Yes! Caltech has three options for talking with someone confidentially about Title IX or other concerns. These include the Counseling Center (626-395-8331) and the designated staff in the Caltech Center for Diversity (626-395-8108 or 626-395-3221). Talking to a confidential resource does not constitute a report to the Institute and will be kept private. If a victim speaks with a mental-health professional or other confidential resource and requests confidentiality, Caltech will be unable to conduct an investigation into the particular incident or pursue disciplinary action against the alleged perpetrator.

Confidential resources can assist you in receiving necessary protection and support, such as victim advocacy, academic support or accommodations, disability, health or mental health services, and changes to living, working or course schedules. If you at first request confidentiality, but later decide to file a complaint with Caltech and/or report the incident to law enforcement, you can always make that decision, and the confidential resources will help you to file a complaint if you would like.

What will my friends, family, and advisor be told?

Except in rare cases (such as a health or safety emergency), Caltech will not give information to your friends or family. Anyone who participates in an investigation will be asked to respect the privacy of all parties involved. Caltech will share information only with individuals within Caltech on a need-to-know basis and as required by law. For example, your advisor or others at Caltech may be notified of accommodation or disciplinary action, and the complainant will be notified of sanctions consistent with the law.

What will happen to me if I was intoxicated during the incident I am reporting?

Caltech has a Good Samaritan policy, which states that intoxication requiring medical attention is considered a health issue. Therefore the primary Institute response is a medical one, not a disciplinary one. Student safety and support are our primary concerns. You may report Unlawful Harassment or violence if you were intoxicated, and you will not be disciplined for the alcohol, even if you are under age.

Is watching pornography a Title IX issue?

As outlined in the Unlawful Harassment Policy, behaviors that may constitute sexual harassment include "downloading, viewing and/or sharing pornography." Pornography is inappropriate for academic and workplace settings including house, library and other public computers and/or spaces.

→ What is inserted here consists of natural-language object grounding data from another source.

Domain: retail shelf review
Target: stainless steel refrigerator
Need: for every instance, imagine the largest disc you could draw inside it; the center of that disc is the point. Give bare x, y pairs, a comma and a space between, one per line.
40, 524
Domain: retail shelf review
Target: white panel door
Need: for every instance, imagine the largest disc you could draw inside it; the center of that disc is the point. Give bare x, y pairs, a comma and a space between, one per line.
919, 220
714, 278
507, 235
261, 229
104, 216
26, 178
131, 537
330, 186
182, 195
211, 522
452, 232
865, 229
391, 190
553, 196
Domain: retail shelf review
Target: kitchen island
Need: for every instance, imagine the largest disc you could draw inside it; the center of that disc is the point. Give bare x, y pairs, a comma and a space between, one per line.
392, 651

However, what people view in the privacy of their residential space and on their own computers is an individual choice and, as long as it is not creating a hostile environment for others, is not a Title IX issue.

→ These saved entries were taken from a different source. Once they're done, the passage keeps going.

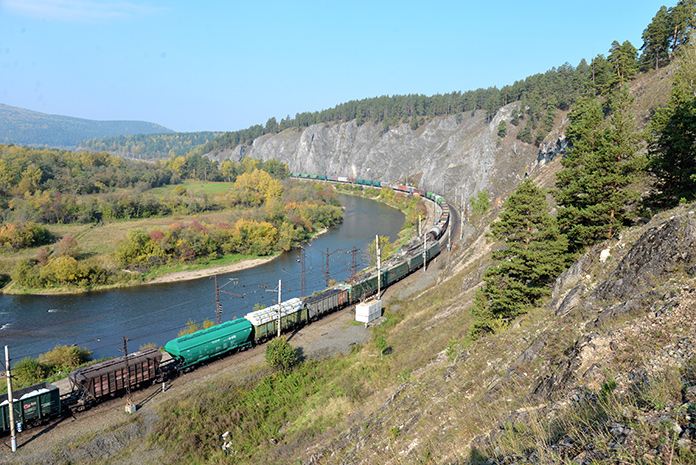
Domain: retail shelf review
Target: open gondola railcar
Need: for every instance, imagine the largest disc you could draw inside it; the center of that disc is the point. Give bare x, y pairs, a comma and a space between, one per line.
191, 349
264, 321
32, 406
107, 378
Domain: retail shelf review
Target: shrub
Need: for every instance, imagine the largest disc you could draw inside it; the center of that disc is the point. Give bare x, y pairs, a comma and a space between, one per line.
280, 354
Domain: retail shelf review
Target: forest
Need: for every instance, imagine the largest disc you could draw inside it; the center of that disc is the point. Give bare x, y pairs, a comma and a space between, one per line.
613, 175
541, 95
257, 211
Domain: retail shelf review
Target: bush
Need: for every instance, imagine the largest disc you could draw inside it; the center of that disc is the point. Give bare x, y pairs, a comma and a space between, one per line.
280, 354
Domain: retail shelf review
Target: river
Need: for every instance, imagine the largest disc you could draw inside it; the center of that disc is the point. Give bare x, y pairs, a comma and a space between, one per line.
31, 325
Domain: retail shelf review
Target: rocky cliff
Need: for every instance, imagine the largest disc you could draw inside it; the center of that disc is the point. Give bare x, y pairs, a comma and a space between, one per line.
461, 154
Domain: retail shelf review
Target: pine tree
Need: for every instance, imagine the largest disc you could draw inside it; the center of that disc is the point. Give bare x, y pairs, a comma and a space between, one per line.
672, 155
656, 40
592, 190
525, 267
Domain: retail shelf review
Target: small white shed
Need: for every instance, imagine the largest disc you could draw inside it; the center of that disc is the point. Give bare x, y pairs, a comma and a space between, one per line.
368, 311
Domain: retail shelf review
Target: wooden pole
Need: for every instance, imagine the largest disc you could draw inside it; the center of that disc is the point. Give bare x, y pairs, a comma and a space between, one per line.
13, 432
218, 307
279, 314
379, 272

Is there a policy on Teaching Assistants dating students?

It is not appropriate for a teaching assistant to date, or have a formative relationship, with a student in the class. If this is a concern, it is best if you have an individual conversation with one of the instructors or an undergraduate or graduate dean. They can help the TA move to another section or assign them to a different TA position. Students will not be prevented from serving as a TA because of a previous conflict with the TA dating policy.